Nearly 15 years ago – in 2008 – Uptime Institute presented a paper titled, The Gathering Storm. The paper was about the inevitability of a big struggle against climate change, and how that might play out for the power-hungry data centre and IT sector. The title echoed Winston Churchill’s book describing the lead up to World War II.
The presentation was prescient, discussing the key role of certain technologies such as virtualisation and advanced cooling, an increase in data centre power use, the possibility of power shortages in some cities, and growing legislative and stakeholder pressure to reduce emissions. But seen from today, in 2022, one fact stands out: the storm is still gathering, and, for the most part, most of the industry is as yet unprepared for its intensity and duration.
This may be true both literally – a lot of digital infrastructure is at risk, not just from storms, but gradual climate changes – and metaphorically.
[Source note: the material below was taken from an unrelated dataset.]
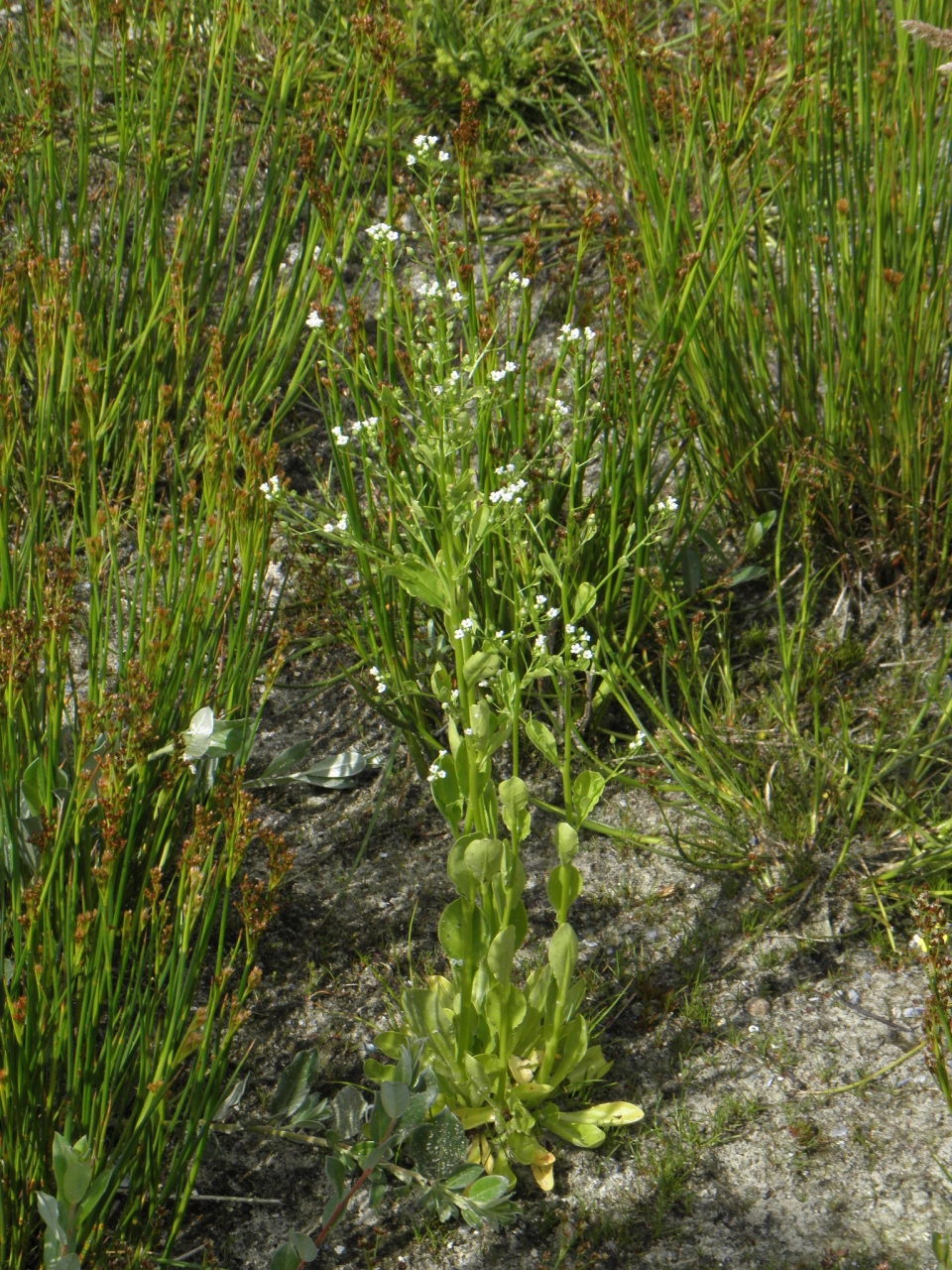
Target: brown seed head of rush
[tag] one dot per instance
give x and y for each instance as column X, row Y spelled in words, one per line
column 936, row 37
In the next decade, demands for operators to be ever more sustainable will rain down from legislators, planning authorities, investors, partners, suppliers, customers and the public. And increasingly, many of these will expect to see verified data to support claims of greenness, and for organisations to be held to account for any false or misleading statements.
Incoming legislation
If this sounds unlikely, then look at two different reporting or legal initiatives, both in fairly advanced stages. The first is the Task Force on Climate-related Financial Disclosures, known as TCFD, a climate reporting initiative created by the international Financial Stability Board. TCFD reporting requirements will soon become part of financial reporting for public companies in the US, UK, Europe, and at least four other jurisdictions in Asia and South America.
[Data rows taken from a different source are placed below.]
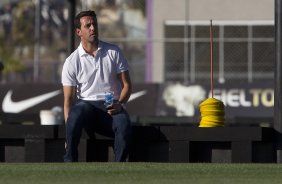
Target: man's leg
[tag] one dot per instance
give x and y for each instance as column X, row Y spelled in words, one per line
column 122, row 131
column 77, row 116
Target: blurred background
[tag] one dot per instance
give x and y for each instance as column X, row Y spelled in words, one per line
column 163, row 40
column 166, row 42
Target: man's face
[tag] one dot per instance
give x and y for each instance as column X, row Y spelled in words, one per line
column 88, row 31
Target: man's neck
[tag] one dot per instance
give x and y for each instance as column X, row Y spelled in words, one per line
column 91, row 48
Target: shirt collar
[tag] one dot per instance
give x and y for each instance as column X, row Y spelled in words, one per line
column 82, row 52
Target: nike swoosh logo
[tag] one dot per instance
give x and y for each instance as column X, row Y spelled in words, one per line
column 135, row 95
column 15, row 107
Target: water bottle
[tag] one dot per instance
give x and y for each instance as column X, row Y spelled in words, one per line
column 109, row 99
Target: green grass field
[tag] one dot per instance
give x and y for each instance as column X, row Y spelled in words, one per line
column 131, row 173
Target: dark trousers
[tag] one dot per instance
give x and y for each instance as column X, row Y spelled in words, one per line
column 93, row 117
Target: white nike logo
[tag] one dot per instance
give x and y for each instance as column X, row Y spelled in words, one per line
column 15, row 107
column 133, row 96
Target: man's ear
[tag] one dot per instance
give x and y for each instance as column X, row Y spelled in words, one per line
column 77, row 31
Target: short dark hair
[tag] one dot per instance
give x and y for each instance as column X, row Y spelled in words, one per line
column 83, row 14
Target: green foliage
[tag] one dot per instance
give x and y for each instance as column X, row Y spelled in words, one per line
column 11, row 64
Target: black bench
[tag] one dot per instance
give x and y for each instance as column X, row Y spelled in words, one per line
column 153, row 143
Reports must include all financial risks associated with mitigating and adapting to climate change. In the digital infrastructure area, this will include remediating infrastructure risks (including, for example, protecting against floods, reduced availability of water for cooling, or the need to invest to deal with higher temperatures), risks to the equipment or service providers, and, critically, any potential exposure to financial or legal risks resulting from a failure to meet stated and often ambitious carbon goals.
A second initiative is the European Energy Efficiency Directive (EED) recast, set to be passed into European Union law in 2022 and to be enacted by member states by 2024 (for the 2023 reporting year). As currently drafted, this will mandate that all organisations with more than approximately 100kW of IT load in a data centre must report their data centre energy use, data traffic storage, efficiency improvements and other data, and perform and publicly report periodic energy audits. Failure to show improvement may result in fines.
While many US states, and of course many other countries, may lag far behind in such reporting, the storm is global, and TCFD- and EED-type legislation is likely to be spread around the world.
Taking sustainability seriously
As the data from an Uptime Institute survey shows in the chart below, most owners and operators of data centres and digital infrastructure have some way to go before they are ready to track and report such data – let alone demonstrate the kind of measured improvements that will be needed. The standout number is that only about a third even calculate carbon emissions for reporting purposes.
For all these reasons, all organisations have, or should have, a sustainability strategy to achieve continuous, measurable and meaningful improvement in operational efficiency and environmental performance of their digital infrastructure (this includes enterprise data centres, and IT that is in colocation and public cloud data centres). Companies without a sustainability strategy should take immediate action to develop a plan if they are to meet the expectations or requirements of their authorities, as well as their own investors, executives and customers.
Developing an effective sustainability strategy is not a simple reporting or box-ticking exercise, nor a market-led flag-waving initiative. It is a detailed, comprehensive playbook that requires executive management commitment and the operational funding, capital and personnel resources necessary to execute the plan.
Creating a sustainability strategy
For a digital sustainability strategy to be effective, there must be cross-disciplined collaboration, with the data centre facilities (owned, colocation and cloud) and IT operations teams working together, along with other departments, such as procurement, finance and sustainability.
Uptime Institute has identified seven areas that a comprehensive sustainability strategy must address: greenhouse gas emissions; energy use (conservation, efficiency and reduction); renewable energy use; IT equipment efficiency; water use (conservation and efficiency); facility siting and construction; and disposal or recycling of waste and end-of-life equipment.
Effective metrics and reporting relating to the above areas are critical. Metrics to track sustainability and key performance indicators must be identified and data collection and analysis systems put in place. Defined projects to improve operational metrics, with sufficient funding, should be planned and undertaken.
Many executives and managers have yet to appreciate the technical, organisational and administrative/political challenges that implementing good sustainability strategies will likely entail. Selecting and assessing the viability of technology-based projects is always difficult, and will involve forward-looking calculations of costs, energy and carbon risks. For example, buying renewable energy can be both financially risky and complicated, requiring specialist expertise; and extensive negotiations will be needed with supply chain partners and regulators, to agree on what and how to report. For all operators of digital infrastructure, the first big challenge is to acknowledge that sustainability has now joined resiliency and become a top-tier imperative.